Vous percevez des revenus locatifs (location nue) : ils doivent être déclarés dans la catégorie des revenus fonciers. Selon votre situation, vous avez effectivement deux régimes possibles : le micro-foncier ou le régime réel.
Micro-foncier ou réel : lequel choisir ? 🤔
✅ Le micro-foncier : simple… mais pas toujours optimal
Avec le micro-foncier, l’administration applique automatiquement un abattement forfaitaire de 30% sur vos loyers. Vous êtes donc imposé sur 70% des loyers encaissés.
Exemple : vous avez perçu 10 000 € de loyers → vous serez imposé sur 7 000 €.
Condition principale (montant actualisé : inchangé) : ne pas dépasser 15 000 € de loyers bruts annuels (hors charges) pour l’ensemble de vos locations nues au micro-foncier.
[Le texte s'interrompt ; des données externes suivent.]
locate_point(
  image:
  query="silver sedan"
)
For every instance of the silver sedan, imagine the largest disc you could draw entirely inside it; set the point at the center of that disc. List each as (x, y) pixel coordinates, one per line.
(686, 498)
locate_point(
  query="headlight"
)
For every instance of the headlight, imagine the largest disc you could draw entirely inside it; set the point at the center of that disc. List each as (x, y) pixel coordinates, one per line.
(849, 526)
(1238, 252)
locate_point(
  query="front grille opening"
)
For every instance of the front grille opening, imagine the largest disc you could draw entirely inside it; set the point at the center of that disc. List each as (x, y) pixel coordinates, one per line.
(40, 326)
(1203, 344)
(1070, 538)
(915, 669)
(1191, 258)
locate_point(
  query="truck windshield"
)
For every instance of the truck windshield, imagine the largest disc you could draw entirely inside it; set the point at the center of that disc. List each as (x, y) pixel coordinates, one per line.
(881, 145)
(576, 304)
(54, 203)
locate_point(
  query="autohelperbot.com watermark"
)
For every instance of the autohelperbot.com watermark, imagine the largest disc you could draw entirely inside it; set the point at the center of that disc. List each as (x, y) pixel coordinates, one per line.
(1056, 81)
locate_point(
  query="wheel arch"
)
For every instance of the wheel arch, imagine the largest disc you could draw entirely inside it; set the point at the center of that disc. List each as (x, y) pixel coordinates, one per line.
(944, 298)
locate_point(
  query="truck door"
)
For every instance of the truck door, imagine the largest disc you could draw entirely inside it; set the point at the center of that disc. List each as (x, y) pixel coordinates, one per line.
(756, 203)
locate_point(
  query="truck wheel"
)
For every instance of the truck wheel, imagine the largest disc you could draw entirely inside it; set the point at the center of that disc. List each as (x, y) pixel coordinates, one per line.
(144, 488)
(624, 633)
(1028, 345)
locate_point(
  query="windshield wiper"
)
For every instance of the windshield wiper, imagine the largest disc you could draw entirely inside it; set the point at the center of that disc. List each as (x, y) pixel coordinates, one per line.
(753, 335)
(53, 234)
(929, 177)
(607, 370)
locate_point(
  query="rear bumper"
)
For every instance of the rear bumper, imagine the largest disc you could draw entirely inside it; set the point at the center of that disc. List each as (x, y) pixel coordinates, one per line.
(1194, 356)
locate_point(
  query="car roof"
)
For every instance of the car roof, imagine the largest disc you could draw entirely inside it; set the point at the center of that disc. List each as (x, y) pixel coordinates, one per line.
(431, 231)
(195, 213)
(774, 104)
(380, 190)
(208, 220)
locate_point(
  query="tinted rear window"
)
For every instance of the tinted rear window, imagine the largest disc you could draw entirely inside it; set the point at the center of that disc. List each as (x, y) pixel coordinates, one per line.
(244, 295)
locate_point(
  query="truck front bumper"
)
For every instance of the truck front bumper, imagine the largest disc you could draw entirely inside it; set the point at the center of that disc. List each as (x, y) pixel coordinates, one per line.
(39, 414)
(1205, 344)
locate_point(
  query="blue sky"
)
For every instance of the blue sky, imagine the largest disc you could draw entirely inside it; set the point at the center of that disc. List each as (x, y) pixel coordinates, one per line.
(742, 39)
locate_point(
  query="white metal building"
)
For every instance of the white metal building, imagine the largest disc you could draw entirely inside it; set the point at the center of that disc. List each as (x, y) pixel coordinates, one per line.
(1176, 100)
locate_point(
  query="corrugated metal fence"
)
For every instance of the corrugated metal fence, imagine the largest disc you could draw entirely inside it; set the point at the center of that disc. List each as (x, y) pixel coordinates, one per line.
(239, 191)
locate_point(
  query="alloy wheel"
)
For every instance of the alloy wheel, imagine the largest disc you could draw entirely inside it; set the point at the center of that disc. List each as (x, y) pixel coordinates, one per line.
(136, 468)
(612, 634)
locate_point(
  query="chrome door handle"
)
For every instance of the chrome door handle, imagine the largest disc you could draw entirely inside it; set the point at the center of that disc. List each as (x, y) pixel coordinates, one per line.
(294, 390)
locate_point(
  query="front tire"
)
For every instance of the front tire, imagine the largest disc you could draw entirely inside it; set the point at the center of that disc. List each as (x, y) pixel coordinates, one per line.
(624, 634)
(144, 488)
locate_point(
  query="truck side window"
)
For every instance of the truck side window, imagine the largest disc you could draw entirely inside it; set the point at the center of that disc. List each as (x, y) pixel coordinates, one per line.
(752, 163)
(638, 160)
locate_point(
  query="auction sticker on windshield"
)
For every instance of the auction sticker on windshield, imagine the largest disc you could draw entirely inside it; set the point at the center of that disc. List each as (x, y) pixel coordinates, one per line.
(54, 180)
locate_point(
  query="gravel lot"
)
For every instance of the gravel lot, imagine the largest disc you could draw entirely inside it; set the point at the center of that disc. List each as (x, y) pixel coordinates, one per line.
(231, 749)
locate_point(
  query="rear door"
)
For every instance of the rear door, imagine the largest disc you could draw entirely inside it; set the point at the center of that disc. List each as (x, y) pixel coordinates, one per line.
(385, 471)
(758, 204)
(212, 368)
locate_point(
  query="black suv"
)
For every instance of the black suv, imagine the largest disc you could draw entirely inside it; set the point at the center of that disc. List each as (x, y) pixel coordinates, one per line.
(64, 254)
✅ Avantage : c’est le régime le plus simple. Il suffit d’indiquer le montant des loyers encaissés sur la déclaration (revenus fonciers) et l’abattement est appliqué automatiquement.
🚨 Inconvénient : vous ne déduisez pas vos dépenses réelles (travaux, intérêts d’emprunt, taxe foncière…). Si vos charges dépassent 30% des loyers, le micro-foncier est souvent pénalisant.
➡️ Dans ce cas, vous aurez peut-être intérêt à opter pour le régime réel.
✅ Le régime réel : plus technique, souvent plus avantageux 💡
Au réel, vous déclarez vos loyers et vous déduisez certaines charges… mais attention : elles ne sont pas toutes déductibles.
Les charges déductibles sont limitativement énumérées par le Code général des impôts. L’idée est simple : seules les dépenses liées à la conservation, la gestion et l’entretien du bien loué sont prises en compte (dans les limites prévues).
🧾 Côté déclaratif, le réel implique généralement de remplir une déclaration annexe (type 2044), puis de reporter le résultat sur la déclaration principale.
1) Les dépenses payées : règle de base 🧾
Vous ne pouvez déduire que les dépenses effectivement payées au cours de l’année (y compris les acomptes).
La date de la facture ou de la réalisation des prestations importe moins que la date de paiement.
✅ Avantages / inconvénients :
- Vous pouvez “piloter” l’année de déduction (ex : payer avant le 31/12 pour déduire cette année-là).
- 🚨 Si vous manquez de trésorerie et payez plus tard, la déduction peut être décalée à l’année suivante.
2) Existence de loyers : faut-il forcément louer ? 🏠
En principe, pour déduire des charges, il faut que le bien soit destiné à la location (et en pratique, qu’il y ait des loyers).
Par exception, même en l’absence de loyers, des déductions peuvent être admises si vous pouvez justifier la situation (preuves à l’appui).
Ainsi, pour des travaux réalisés :
- Avant la mise en location (pour rendre le bien habitable) : les travaux peuvent être déductibles si la location intervient dès l’achèvement, l’administration tolérant en général jusqu’à 1 an de vacance (selon les circonstances et justificatifs).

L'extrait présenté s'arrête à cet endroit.